Once a niche trend, wardrobe renting appears to be gaining steam as Banana Republic becomes the latest major retail chain to offer a monthly clothing rental subscription service.
The Gap-owned brand said on Friday it was launching “Style Passport”, an US$85-per-month online service that allows U.S. subscribers to rent three pieces of clothing at a time and includes free shipping, and unlimited exchanges and returns.
Whether it is the negative publicity surrounding the environmental impact of “fast-fashion”, Marie Kondo inspiring the world to purge everything in the wardrobe that does not “spark joy,” applying the Uber concept to clothing, or social media influencers chasing the next fashion find, multiple factors could be driving wardrobe rental services into the mainstream.
Urban Outfitters launched “Nuuly”, which offers customers a choice of six items a month for US$88 from a range of brands including Anthropologie. Other U.S. chains offering or have plans to offer similar services include “Infinite Style” from Ann Taylor and Bloomingdale’s “My List”.
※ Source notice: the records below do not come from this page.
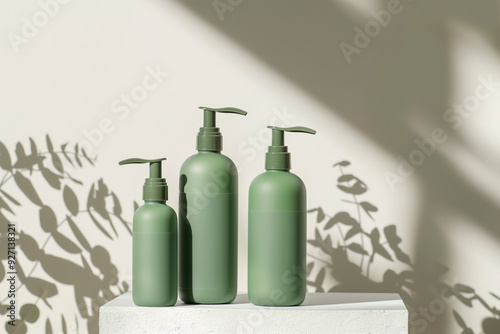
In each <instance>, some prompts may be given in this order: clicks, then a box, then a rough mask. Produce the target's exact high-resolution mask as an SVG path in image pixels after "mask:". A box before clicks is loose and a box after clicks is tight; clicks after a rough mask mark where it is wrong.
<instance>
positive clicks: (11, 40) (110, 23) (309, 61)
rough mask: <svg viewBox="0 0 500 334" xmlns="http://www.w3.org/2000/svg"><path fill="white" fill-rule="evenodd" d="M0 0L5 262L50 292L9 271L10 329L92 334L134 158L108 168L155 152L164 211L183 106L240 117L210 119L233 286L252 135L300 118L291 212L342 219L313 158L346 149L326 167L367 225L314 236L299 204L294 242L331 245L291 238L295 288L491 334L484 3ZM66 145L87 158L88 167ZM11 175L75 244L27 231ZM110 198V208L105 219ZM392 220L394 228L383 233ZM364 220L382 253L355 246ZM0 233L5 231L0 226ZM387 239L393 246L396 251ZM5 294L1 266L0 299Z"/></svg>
mask: <svg viewBox="0 0 500 334" xmlns="http://www.w3.org/2000/svg"><path fill="white" fill-rule="evenodd" d="M0 6H1V9H0V36H3V37H1V38H0V69H1V70H0V73H1V80H0V115H1V117H0V120H1V122H0V140H1V142H2V143H3V144H4V145H5V148H6V150H7V151H8V152H9V156H10V158H11V160H12V164H13V165H14V167H15V164H16V161H19V160H22V161H24V160H23V159H20V157H19V154H20V153H19V150H18V146H17V143H18V142H20V143H21V145H23V147H24V149H25V151H26V155H27V156H33V157H34V160H31V161H32V164H34V167H33V168H34V169H35V171H33V173H31V174H30V171H29V168H24V169H22V168H23V167H22V163H21V164H20V165H21V166H19V165H18V167H19V168H18V167H15V168H14V169H13V170H9V168H6V167H5V164H6V163H5V161H6V160H5V157H6V154H5V150H4V151H3V152H1V155H0V160H1V161H4V165H3V166H2V168H0V178H2V177H4V175H5V178H4V179H3V181H2V182H0V185H1V186H0V189H1V190H3V191H4V192H6V193H8V194H9V195H11V196H12V197H13V198H14V199H16V200H17V201H18V202H19V204H20V205H15V204H14V203H12V202H11V201H9V199H8V198H6V195H5V194H0V196H2V197H1V198H3V199H4V200H5V201H6V203H8V206H9V208H10V209H11V210H10V211H9V210H8V209H7V208H6V207H3V208H2V210H1V211H0V212H1V213H2V214H3V215H4V216H5V217H6V220H7V221H10V222H14V223H15V224H16V228H17V231H18V232H19V233H20V236H19V239H20V240H19V242H18V244H19V245H18V249H17V251H18V253H19V256H18V263H19V265H20V266H21V267H22V268H23V271H24V272H25V274H29V275H27V276H28V277H34V278H35V277H36V278H39V279H43V280H45V281H47V282H49V283H51V284H54V285H55V286H56V288H57V294H55V295H53V296H50V297H47V296H48V295H47V293H48V292H49V291H51V289H50V287H47V286H46V287H45V289H41V290H40V291H42V292H43V293H45V295H43V293H38V295H40V294H42V295H43V296H41V297H40V296H37V293H36V291H38V290H36V289H35V288H36V287H37V286H39V285H36V284H35V285H34V288H33V289H34V290H36V291H35V293H33V292H32V291H29V290H30V289H29V288H27V287H28V285H29V283H26V282H22V280H21V281H18V293H17V303H18V304H17V305H18V306H19V307H21V306H22V305H25V304H30V306H28V307H27V308H25V312H23V314H24V320H22V321H20V322H22V323H23V324H24V325H25V326H26V327H25V328H24V327H23V328H24V329H22V330H21V329H20V330H19V332H22V331H23V330H24V331H26V330H27V331H28V332H30V333H41V332H43V331H44V330H47V328H49V329H48V331H50V330H52V332H54V333H63V332H64V330H66V332H68V333H87V332H90V333H95V332H96V330H97V327H96V318H95V317H93V315H95V313H96V309H97V306H98V305H100V304H102V303H103V302H105V301H106V300H107V299H109V298H111V296H112V295H117V294H119V293H121V292H123V291H125V290H127V286H130V285H131V237H130V235H129V233H128V232H127V227H126V226H129V227H130V224H128V223H129V222H131V220H132V215H133V202H134V201H137V202H138V203H140V199H141V191H142V188H141V187H142V183H143V179H144V178H145V177H146V175H147V170H146V168H145V167H139V166H136V167H127V168H124V167H121V168H119V167H118V164H117V163H118V161H119V160H121V159H124V158H128V157H149V158H153V157H161V156H165V157H167V162H166V164H164V175H165V176H166V178H167V181H168V183H169V189H170V199H169V202H168V204H169V205H171V206H172V207H174V208H177V194H178V193H177V189H178V171H179V169H180V166H181V164H182V162H183V161H184V160H185V159H186V158H187V157H188V156H189V155H191V154H194V153H195V140H196V134H197V131H198V128H199V127H200V126H201V124H202V117H201V116H202V113H201V112H200V110H198V109H197V108H198V106H200V105H206V106H214V107H220V106H235V107H239V108H242V109H245V110H247V111H248V113H249V114H248V116H247V117H246V118H242V117H232V116H222V117H219V118H218V125H219V126H220V128H221V130H222V133H223V135H224V154H226V155H228V156H229V157H231V158H232V159H233V160H234V161H235V162H236V163H237V165H238V166H239V172H240V200H239V201H240V202H239V205H240V206H239V209H240V213H239V230H240V233H239V290H240V291H242V292H244V291H246V256H247V251H246V246H247V241H246V237H247V236H246V230H247V219H246V210H247V190H248V187H249V184H250V182H251V181H252V179H253V178H254V177H255V176H256V175H257V174H258V173H260V172H263V171H264V168H263V165H264V153H265V151H266V149H267V145H268V144H269V142H270V133H269V132H268V131H266V130H264V129H265V127H266V126H267V125H269V124H275V125H282V126H291V125H304V126H309V127H312V128H314V129H316V130H317V131H318V133H317V135H316V136H315V137H312V136H300V135H289V136H288V137H287V144H288V146H289V148H290V150H291V152H292V169H293V170H292V171H293V172H295V173H297V174H298V175H300V176H301V177H302V178H303V180H304V182H305V183H306V185H307V189H308V206H309V207H310V208H311V209H313V208H318V207H321V208H322V209H323V210H324V212H325V213H326V214H327V215H328V216H329V217H331V216H334V215H335V214H336V213H338V212H341V211H344V210H345V211H347V212H349V213H350V214H351V215H352V216H353V217H354V218H355V219H356V220H359V217H360V216H358V212H357V210H356V207H355V206H353V205H352V203H347V202H345V201H344V200H349V201H352V200H353V197H352V196H351V194H348V193H344V192H342V191H341V190H340V189H339V188H338V187H337V182H338V181H337V178H338V177H339V176H340V171H339V169H338V168H332V165H333V164H334V163H337V162H339V161H343V160H347V161H349V162H350V163H351V165H350V166H348V167H345V168H344V172H345V173H346V174H353V175H355V176H356V177H358V178H359V179H360V180H362V182H363V183H362V184H361V183H360V185H366V186H367V189H368V190H367V191H366V192H364V191H363V193H362V194H361V193H360V194H358V195H356V196H354V199H355V200H356V201H358V202H361V201H366V202H369V203H371V204H373V205H375V206H376V207H377V208H378V211H377V212H371V214H372V216H373V220H372V219H370V217H368V216H367V215H365V214H364V213H363V212H361V217H362V219H363V225H362V228H363V231H366V232H367V234H365V235H363V234H362V233H360V234H356V235H355V236H354V237H352V238H349V240H348V242H347V243H345V238H346V235H345V233H347V231H348V230H349V226H347V225H345V226H344V225H342V224H340V225H342V226H340V227H339V229H337V227H335V228H334V229H329V230H325V224H326V223H327V220H328V217H327V218H325V220H322V221H321V222H320V223H319V224H318V223H316V213H317V212H312V213H311V215H310V216H309V222H308V233H309V238H310V239H315V231H316V228H318V231H319V232H320V234H321V236H322V239H325V238H326V236H327V235H330V240H331V241H332V243H331V244H330V246H331V248H330V253H328V252H325V251H323V250H321V249H320V248H318V247H315V246H314V245H313V243H311V244H310V245H309V248H308V253H309V255H310V256H309V260H308V261H309V263H315V264H314V265H311V266H312V268H311V272H310V274H309V276H308V279H309V281H310V283H311V284H310V287H309V289H310V291H316V290H317V289H318V288H320V289H324V290H326V291H328V290H329V289H331V288H335V289H336V290H342V291H399V292H403V293H406V295H405V296H406V298H407V302H408V307H409V308H410V309H411V325H412V328H413V332H415V333H436V334H438V333H439V334H442V333H458V332H463V333H483V332H484V333H487V334H488V333H497V332H498V331H499V330H500V325H499V323H498V322H499V320H498V317H499V315H500V314H498V311H496V309H494V307H495V306H496V308H499V307H500V300H499V299H498V297H495V295H496V296H498V295H500V290H499V288H498V279H499V276H500V267H499V265H498V254H500V253H499V251H500V245H499V242H498V241H499V237H500V228H499V225H498V217H500V210H499V201H500V191H499V188H498V184H500V182H499V181H500V176H499V173H498V170H499V167H500V145H499V144H498V142H499V140H498V139H499V137H498V127H499V125H500V116H499V113H498V105H499V104H500V65H499V64H500V63H499V61H498V60H499V50H500V49H499V48H500V45H499V43H498V41H499V38H498V36H499V35H498V33H499V23H500V21H499V20H500V19H499V15H500V9H499V3H498V1H493V0H484V1H475V2H470V1H462V0H460V1H457V0H455V1H445V0H441V1H432V2H431V1H411V0H401V1H396V0H391V1H384V0H370V1H345V0H329V1H327V0H322V1H273V2H266V1H243V0H215V1H204V2H199V1H167V0H162V1H161V0H147V1H140V2H137V1H128V0H125V1H123V0H122V1H115V0H110V1H106V2H102V1H86V2H80V1H71V0H64V1H62V0H59V1H58V0H40V1H23V2H14V1H2V2H1V3H0ZM47 134H49V135H50V139H51V142H52V143H53V146H54V147H55V151H57V152H59V151H61V150H60V149H59V147H60V145H61V144H63V143H66V142H69V144H68V146H67V150H68V151H71V150H73V149H74V145H75V144H77V143H78V144H79V151H78V156H79V158H80V159H81V160H82V161H81V162H82V167H80V166H79V165H78V163H77V162H76V160H75V159H76V158H75V157H74V155H71V153H70V159H69V160H71V161H72V162H73V164H74V166H72V165H71V163H70V162H69V160H66V159H65V157H64V156H63V155H62V153H60V152H59V153H56V155H58V156H60V159H61V163H62V165H63V166H64V167H63V170H64V171H63V173H61V172H60V171H58V170H57V168H56V167H55V166H53V161H52V159H53V157H52V154H51V153H50V152H49V149H48V148H47V140H46V135H47ZM30 138H32V139H33V142H34V143H35V144H36V147H35V154H34V155H30V152H31V149H32V143H31V142H30ZM417 142H418V143H417ZM422 145H423V146H422ZM422 147H423V148H422ZM81 148H84V149H85V151H86V153H87V154H88V156H89V157H91V160H92V161H93V159H94V158H96V160H95V161H93V163H94V166H92V165H91V164H90V162H88V161H87V160H86V159H85V158H84V157H83V152H82V151H81ZM426 150H427V152H425V151H426ZM419 152H420V153H419ZM40 156H45V157H46V158H45V160H44V162H43V164H42V165H43V166H44V167H46V168H49V169H51V170H52V171H53V172H54V173H55V174H56V175H61V178H58V177H57V176H56V177H55V178H56V179H58V180H59V181H60V183H61V184H60V186H59V189H57V182H56V181H54V182H55V184H53V185H52V186H51V185H50V183H49V182H47V181H46V180H45V179H47V176H46V174H47V172H46V174H45V175H42V173H41V172H40V171H37V169H40V165H39V164H38V162H36V163H33V161H37V160H36V158H37V157H40ZM401 158H402V159H404V161H406V162H402V160H401ZM2 159H3V160H2ZM28 160H29V159H28ZM24 162H25V161H24ZM29 164H30V163H29V162H28V166H29ZM16 168H17V169H16ZM16 170H17V171H18V172H19V173H20V174H21V175H24V177H25V178H26V179H28V180H30V182H31V183H32V184H33V187H34V189H36V193H37V194H38V195H39V197H40V199H41V202H43V203H42V206H43V205H45V206H49V207H50V208H52V211H54V213H55V215H56V218H57V222H58V223H61V224H60V225H59V226H58V228H57V231H58V232H59V233H60V234H63V235H64V236H66V238H68V239H69V240H70V242H71V243H73V244H74V245H77V246H78V250H75V249H74V248H72V246H68V242H67V241H61V238H59V239H58V237H55V236H53V234H54V233H53V230H51V229H50V228H45V229H44V228H43V226H42V225H43V224H41V223H40V206H41V205H39V204H37V203H36V202H37V200H36V199H35V200H33V197H31V198H29V197H28V196H26V194H27V193H28V194H31V195H32V192H31V191H30V190H26V186H20V185H19V177H18V180H16V179H15V178H14V177H10V176H11V172H12V171H14V172H15V171H16ZM14 172H12V173H14ZM4 173H5V174H4ZM65 173H69V175H71V177H72V178H74V179H78V180H80V181H82V183H83V184H82V185H81V184H78V183H76V182H74V181H71V179H69V176H68V175H67V174H65ZM101 178H102V180H103V181H101V184H99V180H100V179H101ZM48 179H50V180H53V179H54V176H52V177H50V176H49V177H48ZM0 180H2V179H0ZM352 182H354V181H352ZM360 182H361V181H360ZM21 183H22V181H21ZM104 184H105V185H106V187H105V186H104ZM353 184H354V183H351V185H353ZM92 185H94V189H92V188H91V187H92ZM65 187H69V188H70V189H71V190H70V191H71V192H74V193H75V196H71V195H68V194H67V193H68V192H70V191H69V190H66V194H65V190H64V189H65ZM23 189H24V190H23ZM99 189H100V190H101V191H99ZM89 192H90V193H92V194H93V200H91V201H90V202H91V205H90V206H89V207H87V203H88V194H89ZM111 192H113V193H114V194H115V196H116V198H118V200H119V202H120V207H121V208H122V210H121V212H119V213H118V214H117V211H115V210H117V209H116V208H117V206H116V202H115V198H114V197H113V196H112V195H110V194H111ZM105 195H108V196H105ZM74 197H76V198H77V200H76V201H75V199H74ZM91 197H92V196H91ZM75 202H78V209H77V210H76V209H75ZM92 203H93V204H92ZM96 203H97V204H96ZM72 210H73V211H75V210H76V211H79V212H78V213H76V214H74V213H73V212H72ZM11 211H12V212H11ZM76 211H75V212H76ZM89 211H90V213H93V215H94V217H95V218H96V219H97V220H98V221H99V222H100V223H101V224H102V227H103V229H104V230H105V231H107V233H108V234H110V236H111V238H109V237H107V236H106V235H105V234H104V233H103V232H102V231H101V230H100V229H99V228H98V227H97V225H96V224H95V223H93V221H92V219H91V217H90V216H89ZM105 212H110V213H109V214H108V216H110V218H109V220H111V223H110V222H109V221H107V220H108V219H106V213H105ZM67 215H69V216H70V219H72V220H73V222H74V225H76V226H77V228H78V230H80V231H81V232H82V234H83V236H84V237H83V239H85V240H82V238H78V237H77V235H76V234H75V232H74V228H72V225H71V224H70V223H68V221H67V219H65V218H66V216H67ZM71 217H72V218H71ZM44 219H45V218H44ZM120 219H122V220H123V222H122V221H121V220H120ZM42 220H43V219H42ZM4 225H5V224H4ZM4 225H3V226H4ZM111 225H113V226H114V227H115V230H116V233H115V232H114V231H113V229H112V226H111ZM391 225H395V226H396V228H397V235H398V236H399V237H400V239H401V240H400V242H398V238H396V237H394V238H392V239H391V238H389V239H391V240H388V241H390V242H386V235H385V233H384V231H385V228H386V227H387V226H391ZM373 229H379V233H380V234H381V237H380V244H382V247H385V248H386V249H387V252H388V254H389V257H390V259H391V260H389V259H388V258H387V256H384V255H381V253H380V252H379V253H373V249H372V248H373V245H374V244H373V239H372V238H370V235H371V236H373V234H371V233H372V230H373ZM46 230H48V231H49V232H47V231H46ZM1 232H2V236H3V237H5V233H6V227H2V231H1ZM22 234H26V235H29V236H31V237H32V238H33V239H35V241H36V243H37V245H38V248H42V246H43V245H44V243H45V241H46V244H45V246H43V252H41V251H38V249H37V246H34V245H33V243H30V240H28V238H27V237H23V235H22ZM342 235H344V237H342ZM85 241H86V242H87V243H86V242H85ZM393 241H394V242H395V244H397V247H399V248H400V249H401V251H402V252H403V253H405V254H406V255H407V257H404V256H402V255H401V254H399V256H398V255H397V254H396V252H395V249H397V247H393V246H392V244H393ZM352 242H356V243H359V244H362V243H363V245H364V247H365V249H366V251H367V254H368V255H365V256H362V255H360V254H358V253H356V252H353V251H352V249H350V250H349V249H345V248H344V246H347V245H349V244H350V243H352ZM4 243H5V239H2V251H1V252H2V255H1V257H0V258H1V259H2V263H3V265H4V266H6V265H7V262H6V255H5V254H6V250H5V248H6V246H3V245H4ZM100 247H102V249H105V250H107V252H108V253H109V261H108V260H106V251H104V252H103V251H102V249H101V248H100ZM71 249H73V250H74V251H73V252H71V251H69V250H71ZM333 249H335V250H333ZM4 253H5V254H4ZM32 253H36V254H39V255H32V256H30V254H32ZM382 253H384V252H382ZM40 254H43V255H40ZM371 254H375V255H374V256H373V262H372V263H371V264H370V269H369V270H370V271H369V272H368V267H367V265H368V263H369V258H370V257H371ZM384 254H385V253H384ZM362 257H363V259H361V258H362ZM407 258H409V259H410V261H407V260H405V259H407ZM103 259H104V260H103ZM401 259H403V260H404V261H402V260H401ZM361 261H362V262H361ZM405 262H408V263H405ZM85 263H87V266H85ZM361 263H363V264H362V265H361ZM443 267H446V268H447V269H446V270H445V269H443ZM322 268H325V271H324V277H323V278H322V276H323V274H322V273H321V272H322V270H321V269H322ZM69 272H74V273H80V272H81V275H77V274H75V275H73V276H72V275H69V274H68V273H69ZM61 273H63V274H61ZM64 273H66V275H65V274H64ZM343 274H344V275H343ZM30 275H31V276H30ZM84 278H85V279H84ZM25 281H27V282H29V280H27V279H26V280H25ZM82 281H87V282H96V283H93V285H92V284H90V285H88V284H87V285H85V284H83V283H82ZM31 282H33V281H31ZM124 283H125V285H124ZM349 283H350V284H349ZM21 284H25V286H24V287H20V286H21ZM31 284H32V285H33V284H34V283H31ZM457 284H458V285H457ZM95 286H99V288H95ZM101 287H102V289H101ZM33 289H32V290H33ZM7 290H8V285H7V282H6V281H5V280H4V281H2V282H1V283H0V291H2V294H1V297H2V305H4V304H5V303H6V302H7V301H6V299H4V298H5V292H6V291H7ZM108 290H109V291H111V292H109V291H108ZM472 290H473V291H472ZM443 291H444V292H443ZM44 300H45V301H44ZM31 305H36V307H35V306H31ZM36 310H38V312H39V316H35V315H36V314H37V311H36ZM84 310H86V311H84ZM18 311H19V310H18ZM18 314H19V313H18ZM6 319H7V318H6V317H5V315H3V316H2V326H3V327H4V324H5V322H6ZM24 325H23V326H24ZM19 326H21V325H19ZM461 327H462V328H461ZM5 328H9V327H8V326H7V327H5ZM64 328H66V329H64ZM467 330H470V331H467Z"/></svg>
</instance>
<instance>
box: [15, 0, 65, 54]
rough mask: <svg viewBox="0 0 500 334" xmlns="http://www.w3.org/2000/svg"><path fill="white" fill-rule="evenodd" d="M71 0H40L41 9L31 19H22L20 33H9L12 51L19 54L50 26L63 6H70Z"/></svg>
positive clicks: (40, 8) (25, 16) (39, 4)
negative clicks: (28, 43) (22, 47)
mask: <svg viewBox="0 0 500 334" xmlns="http://www.w3.org/2000/svg"><path fill="white" fill-rule="evenodd" d="M69 2H70V0H39V1H38V6H39V7H40V8H39V9H38V10H37V11H36V12H35V13H34V14H33V15H32V16H31V17H30V18H28V17H26V16H23V17H22V18H21V23H22V24H21V28H20V31H19V33H16V32H12V31H9V32H8V33H7V39H8V40H9V43H10V46H11V47H12V49H13V50H14V51H15V52H16V53H18V52H19V48H20V47H21V46H22V45H26V44H28V43H29V42H30V40H32V39H33V38H35V37H36V36H37V35H38V34H39V33H40V30H41V29H43V28H44V27H46V26H47V24H49V22H50V20H51V19H53V18H54V17H56V16H57V14H59V12H60V10H61V8H62V7H61V6H64V5H66V4H68V3H69Z"/></svg>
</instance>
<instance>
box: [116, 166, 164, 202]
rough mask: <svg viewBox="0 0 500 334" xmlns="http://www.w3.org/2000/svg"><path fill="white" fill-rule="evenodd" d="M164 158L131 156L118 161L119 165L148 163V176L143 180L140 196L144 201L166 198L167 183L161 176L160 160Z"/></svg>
mask: <svg viewBox="0 0 500 334" xmlns="http://www.w3.org/2000/svg"><path fill="white" fill-rule="evenodd" d="M163 160H167V159H166V158H159V159H151V160H147V159H140V158H131V159H125V160H122V161H120V162H119V163H118V164H119V165H129V164H145V163H149V178H147V179H146V181H145V182H144V187H143V193H142V198H143V200H145V201H161V202H165V201H166V200H167V199H168V185H167V182H166V181H165V179H164V178H162V177H161V162H162V161H163Z"/></svg>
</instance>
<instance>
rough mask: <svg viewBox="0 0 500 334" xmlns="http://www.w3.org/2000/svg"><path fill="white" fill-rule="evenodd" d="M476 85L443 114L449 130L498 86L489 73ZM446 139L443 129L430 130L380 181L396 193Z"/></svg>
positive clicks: (460, 123) (402, 156)
mask: <svg viewBox="0 0 500 334" xmlns="http://www.w3.org/2000/svg"><path fill="white" fill-rule="evenodd" d="M478 81H479V84H478V85H477V86H476V88H475V90H474V93H473V94H471V95H468V96H467V97H465V99H464V100H463V101H462V102H461V103H455V104H454V105H453V107H452V108H450V109H448V110H446V111H445V112H444V114H443V120H444V121H445V122H446V123H449V125H450V127H451V129H452V130H458V129H459V128H460V127H462V125H463V124H464V121H465V120H466V119H469V118H470V117H471V116H472V115H473V113H474V112H475V111H477V110H478V109H479V107H480V105H481V102H483V101H485V100H487V99H488V98H490V97H491V95H492V94H493V93H495V92H496V91H497V90H498V87H500V81H494V80H493V76H492V75H491V74H490V75H488V77H484V76H479V77H478ZM448 138H449V136H448V135H447V134H446V131H445V129H443V128H440V127H437V128H435V129H433V130H432V131H431V133H430V135H429V136H428V137H427V138H423V139H415V140H414V143H415V146H416V147H415V149H413V150H412V151H411V152H410V153H409V154H408V155H407V156H406V157H404V156H402V155H400V156H398V160H399V165H398V167H397V168H396V171H386V172H385V173H384V178H385V180H386V182H387V184H388V185H389V187H390V188H391V190H392V191H395V190H396V186H397V185H398V184H399V183H404V182H405V181H406V180H407V179H408V178H409V177H411V176H412V175H413V174H414V173H415V168H416V167H418V166H422V165H423V164H424V163H425V161H426V160H427V158H428V157H430V156H431V155H433V154H434V153H435V152H436V149H437V146H438V145H442V144H444V143H445V142H446V141H447V140H448Z"/></svg>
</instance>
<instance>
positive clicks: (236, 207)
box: [179, 107, 247, 304]
mask: <svg viewBox="0 0 500 334" xmlns="http://www.w3.org/2000/svg"><path fill="white" fill-rule="evenodd" d="M200 109H203V112H204V124H203V127H202V128H200V132H199V133H198V142H197V149H198V153H197V154H195V155H193V156H191V157H189V158H188V159H187V160H186V161H185V162H184V164H183V165H182V167H181V171H180V184H179V185H180V194H179V262H180V266H179V294H180V297H181V299H182V301H184V302H186V303H198V304H222V303H230V302H232V301H233V300H234V298H236V288H237V282H236V281H237V259H238V248H237V243H238V172H237V170H236V166H235V165H234V163H233V162H232V161H231V159H229V158H228V157H226V156H225V155H223V154H221V151H222V135H221V133H220V132H219V128H217V127H215V115H216V113H233V114H238V115H246V114H247V113H246V111H243V110H241V109H237V108H219V109H215V108H208V107H200Z"/></svg>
The retail landscape, especially in fashion, has taken a beating with dozens of clothing chains filing for bankruptcies in recent years, many more shuttering stores around the world, and of those remaining, looking for ways to innovate and capitalize on growth trends with staying power.
Clothing rentals were once just for tuxedoes, costumes and other items people only wore once, but that changed with Rent the Runway. Founded a decade ago, it is considered the pioneer in wardrobe rentals, offering designer clothing and accessories for women to rent at a fraction of the expensive retail price.
Whether renting really saves money, will depend on an individual’s spending habits and needs, however. According to Statistics Canada, the average Canadian household spent $3,430 on clothing and accessories in 2017.
Rent the Runway was the inspiration behind Canada’s Rent frock Repeat, founded in 2010, that allowed customers to rent dresses for a fee. This fall, the Canadian company plans to relaunch with a subscription service for every day clothing.
While the big retail chains have yet to make their subscriptions available in Canada, a number of smaller companies already offer similar services: The Sprout Collection offers quality maternity wear for pregnant women, for example, while retailers like KukaMelon and Flauntbox rent designer dresses and accessories online - items that can easily be priced at several hundred dollars when purchased from a traditional store.
Canadian-based Dresst, an online subscription startup that launched in March, recently raised $525,000 in seed money, an indication of investor interest in this burgeoning sector.